Matt Yglesias is entirely right to prefer inheritance taxes to estate taxes. Conceptually, an inheritance tax puts the focus on the recipient of money he or she didn’t earn, rather than on the decedent, who having faced one inevitability arguably shouldn’t be faced with another. “Paris Hilton” or no, there’s a strong, and perhaps politically potent, argument to be made that it’s just plain wrong for people to be taxed on the money they earn but not on the money that’s given to them.
Practically, an inheritance tax has two big advantages: It encourages breaking up huge fortunes, thus reducing the problem of hereditary plutocracy, and it treats those who inherit as part of large families equitably compared to those who inherit equal amounts as part of small families.
But Matt is wrong, it seems to me, to scoff at the small business/family farm issue. An economist may view ownership of an enterprise as merely a form of wealth like any other, but someone whose family has owned the local hardware store or newspaper for four generations may have an attachment to the business, and the people who work in it, that isn’t at all the same thing as just being rich. That attachment may even have some social value.
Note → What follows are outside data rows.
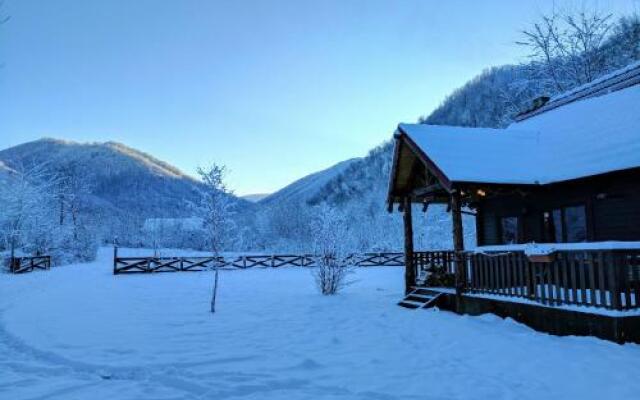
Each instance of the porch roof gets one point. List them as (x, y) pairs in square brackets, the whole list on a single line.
[(584, 138)]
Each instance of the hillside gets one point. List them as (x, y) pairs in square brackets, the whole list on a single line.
[(307, 188), (123, 186)]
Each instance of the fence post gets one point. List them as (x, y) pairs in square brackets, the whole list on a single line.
[(115, 256)]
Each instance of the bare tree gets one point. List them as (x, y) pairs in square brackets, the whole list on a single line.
[(333, 263), (216, 213), (26, 210), (567, 48)]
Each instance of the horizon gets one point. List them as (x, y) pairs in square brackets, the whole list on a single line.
[(189, 84)]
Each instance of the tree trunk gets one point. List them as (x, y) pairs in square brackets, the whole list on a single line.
[(410, 272)]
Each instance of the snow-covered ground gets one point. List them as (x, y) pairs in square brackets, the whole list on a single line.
[(78, 332)]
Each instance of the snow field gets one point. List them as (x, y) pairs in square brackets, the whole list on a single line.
[(78, 332)]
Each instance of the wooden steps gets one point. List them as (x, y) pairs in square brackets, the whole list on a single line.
[(420, 298)]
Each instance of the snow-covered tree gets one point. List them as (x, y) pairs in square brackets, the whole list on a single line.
[(215, 207), (331, 256), (568, 49)]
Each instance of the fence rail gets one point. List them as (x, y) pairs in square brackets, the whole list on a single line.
[(595, 278), (20, 265), (123, 265)]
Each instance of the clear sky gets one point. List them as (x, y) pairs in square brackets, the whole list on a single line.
[(272, 89)]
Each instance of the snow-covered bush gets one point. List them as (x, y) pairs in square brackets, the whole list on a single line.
[(333, 263)]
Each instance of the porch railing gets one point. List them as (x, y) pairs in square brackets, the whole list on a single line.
[(596, 278)]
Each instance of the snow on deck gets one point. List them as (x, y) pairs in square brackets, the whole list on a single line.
[(78, 332), (548, 248), (584, 138)]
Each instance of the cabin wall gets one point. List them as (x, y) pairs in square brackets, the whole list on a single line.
[(612, 204)]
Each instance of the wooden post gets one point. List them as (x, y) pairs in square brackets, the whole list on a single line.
[(12, 261), (410, 272), (458, 241), (115, 256)]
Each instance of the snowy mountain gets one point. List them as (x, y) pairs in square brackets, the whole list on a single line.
[(255, 197), (309, 187), (125, 186)]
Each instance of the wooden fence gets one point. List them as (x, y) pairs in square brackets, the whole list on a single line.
[(122, 265), (596, 278), (20, 265)]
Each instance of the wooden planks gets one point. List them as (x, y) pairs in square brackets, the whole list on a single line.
[(123, 265), (21, 265), (595, 278)]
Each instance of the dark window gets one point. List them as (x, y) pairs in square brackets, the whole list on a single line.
[(509, 230), (575, 222), (567, 224)]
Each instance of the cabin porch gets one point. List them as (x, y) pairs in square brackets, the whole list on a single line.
[(569, 292)]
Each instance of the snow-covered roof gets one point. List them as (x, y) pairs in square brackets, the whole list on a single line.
[(588, 137)]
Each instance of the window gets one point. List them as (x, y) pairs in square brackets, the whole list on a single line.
[(567, 224), (509, 230)]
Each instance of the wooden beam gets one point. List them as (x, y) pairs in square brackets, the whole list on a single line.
[(458, 240), (410, 272), (427, 190)]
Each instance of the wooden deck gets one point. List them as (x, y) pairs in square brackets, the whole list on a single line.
[(593, 292), (607, 279)]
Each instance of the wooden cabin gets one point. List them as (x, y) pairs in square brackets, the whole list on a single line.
[(556, 199)]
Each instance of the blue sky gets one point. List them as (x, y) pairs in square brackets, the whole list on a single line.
[(272, 89)]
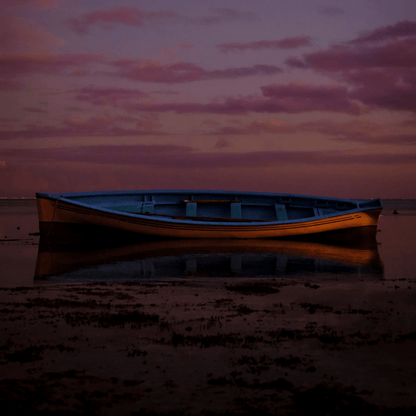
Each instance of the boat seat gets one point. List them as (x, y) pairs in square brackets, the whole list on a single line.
[(317, 212), (191, 209), (139, 208), (236, 210), (281, 213), (147, 207), (127, 208)]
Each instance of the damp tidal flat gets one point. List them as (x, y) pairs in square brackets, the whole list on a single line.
[(327, 328), (187, 348)]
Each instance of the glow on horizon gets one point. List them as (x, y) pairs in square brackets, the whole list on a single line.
[(299, 98)]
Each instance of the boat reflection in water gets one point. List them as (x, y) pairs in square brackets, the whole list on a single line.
[(198, 259)]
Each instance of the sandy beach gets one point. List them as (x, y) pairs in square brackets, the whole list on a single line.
[(271, 347), (302, 328)]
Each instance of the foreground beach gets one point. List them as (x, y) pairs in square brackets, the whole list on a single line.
[(274, 347), (302, 328)]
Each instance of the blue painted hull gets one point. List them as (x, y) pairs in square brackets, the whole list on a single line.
[(208, 214)]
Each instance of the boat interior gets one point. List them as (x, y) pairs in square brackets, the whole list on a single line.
[(221, 205)]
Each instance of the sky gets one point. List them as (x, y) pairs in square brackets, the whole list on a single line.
[(314, 97)]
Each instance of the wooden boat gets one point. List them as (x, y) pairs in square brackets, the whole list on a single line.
[(208, 214)]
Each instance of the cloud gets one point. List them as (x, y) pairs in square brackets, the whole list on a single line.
[(108, 96), (184, 157), (380, 75), (35, 110), (108, 19), (330, 10), (19, 36), (42, 4), (287, 43), (181, 72), (14, 66), (132, 16), (352, 131), (400, 29), (277, 98), (100, 126), (222, 144)]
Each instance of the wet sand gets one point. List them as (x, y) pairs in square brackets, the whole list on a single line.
[(281, 346)]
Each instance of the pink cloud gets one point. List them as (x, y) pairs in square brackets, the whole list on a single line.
[(76, 127), (181, 72), (330, 10), (287, 43), (108, 96), (14, 66), (354, 131), (277, 98), (401, 53), (35, 110), (222, 144), (400, 29), (132, 16), (381, 76), (42, 4), (129, 16), (183, 157), (19, 36)]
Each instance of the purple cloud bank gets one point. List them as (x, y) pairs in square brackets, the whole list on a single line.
[(287, 43)]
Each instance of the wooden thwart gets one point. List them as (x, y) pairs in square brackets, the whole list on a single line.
[(211, 201)]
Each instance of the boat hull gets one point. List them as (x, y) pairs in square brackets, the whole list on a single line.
[(56, 210)]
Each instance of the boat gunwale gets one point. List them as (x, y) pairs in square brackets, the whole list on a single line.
[(235, 224)]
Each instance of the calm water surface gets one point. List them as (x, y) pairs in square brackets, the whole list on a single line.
[(23, 262)]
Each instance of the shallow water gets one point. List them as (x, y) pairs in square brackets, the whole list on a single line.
[(24, 263)]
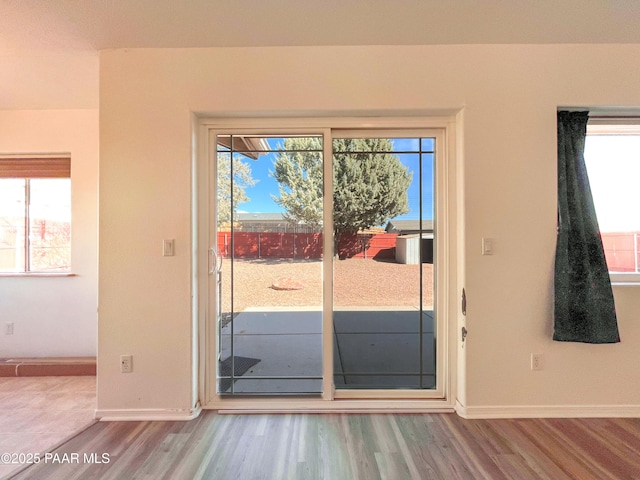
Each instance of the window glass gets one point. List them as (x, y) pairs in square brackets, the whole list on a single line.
[(50, 224), (613, 166), (35, 225)]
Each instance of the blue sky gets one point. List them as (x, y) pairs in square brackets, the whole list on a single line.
[(260, 193)]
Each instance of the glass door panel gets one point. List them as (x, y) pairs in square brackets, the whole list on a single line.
[(383, 299), (269, 246)]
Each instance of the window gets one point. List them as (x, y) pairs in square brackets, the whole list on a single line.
[(612, 157), (35, 214)]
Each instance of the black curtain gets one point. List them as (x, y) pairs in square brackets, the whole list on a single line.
[(584, 308)]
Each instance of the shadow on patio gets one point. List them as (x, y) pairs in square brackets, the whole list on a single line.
[(280, 351)]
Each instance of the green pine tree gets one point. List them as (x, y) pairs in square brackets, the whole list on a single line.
[(369, 183), (241, 180)]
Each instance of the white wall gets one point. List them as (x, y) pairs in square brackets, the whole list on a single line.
[(508, 95), (56, 316)]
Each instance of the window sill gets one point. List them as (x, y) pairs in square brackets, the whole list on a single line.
[(37, 274)]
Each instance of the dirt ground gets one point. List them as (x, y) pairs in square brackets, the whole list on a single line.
[(357, 282)]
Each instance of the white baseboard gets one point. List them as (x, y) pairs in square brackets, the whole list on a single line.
[(148, 414), (549, 411)]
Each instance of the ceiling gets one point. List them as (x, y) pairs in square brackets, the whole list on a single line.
[(47, 39), (89, 25)]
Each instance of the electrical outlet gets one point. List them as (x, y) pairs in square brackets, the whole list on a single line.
[(126, 363), (536, 361)]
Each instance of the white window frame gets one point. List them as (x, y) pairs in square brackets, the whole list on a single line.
[(615, 126), (441, 399)]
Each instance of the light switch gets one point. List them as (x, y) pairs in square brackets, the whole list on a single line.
[(168, 248), (487, 246)]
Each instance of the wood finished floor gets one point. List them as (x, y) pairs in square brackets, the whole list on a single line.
[(353, 446), (37, 413)]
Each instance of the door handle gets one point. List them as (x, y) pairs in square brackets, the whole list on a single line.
[(213, 261), (464, 302)]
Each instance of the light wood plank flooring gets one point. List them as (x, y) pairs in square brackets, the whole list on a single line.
[(37, 413), (352, 446)]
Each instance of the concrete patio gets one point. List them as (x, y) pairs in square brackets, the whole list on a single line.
[(280, 351)]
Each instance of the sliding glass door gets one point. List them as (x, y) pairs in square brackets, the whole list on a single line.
[(270, 264), (383, 226), (323, 263)]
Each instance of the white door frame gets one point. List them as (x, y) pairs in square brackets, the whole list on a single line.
[(443, 398)]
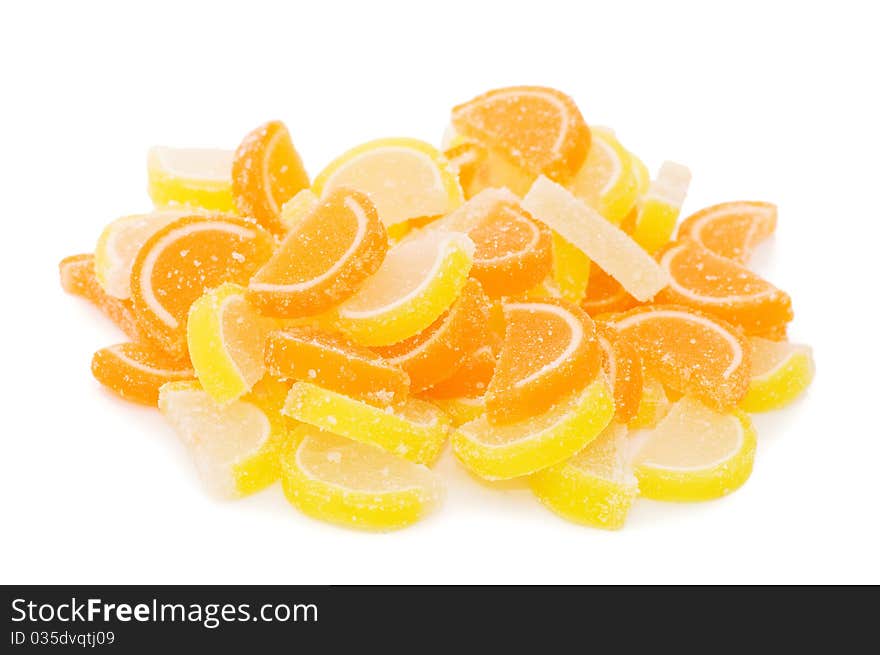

But Matt is even more wrong to argue about whether it’s all right for the estate tax to orce the breakup of family businesses and farms, when in fact it does no such thing. As Stuart Levine explains, Section 6166 of the Internal Revenue Code allows estate taxes on closely-held businesses to be spread out over fourteen years at very generous rates of interest: currently under 3%, which is much lower than the rate on student loans, for example.
So the “family business” question is a mere red herring, which a better-trained newshound than Matt would not have allowed to lead him away from the trail.
The repeal of the estate tax, unless it’s replaced by an inheritance tax, is a profoundly anti-democratic and anti-meritocratic move, taking us one step closer to reproducing the regime of inherited status against which the generation of 1776 fought and won a revolution. Being wealthy and important because of your ancestors is European; making it on your own is American.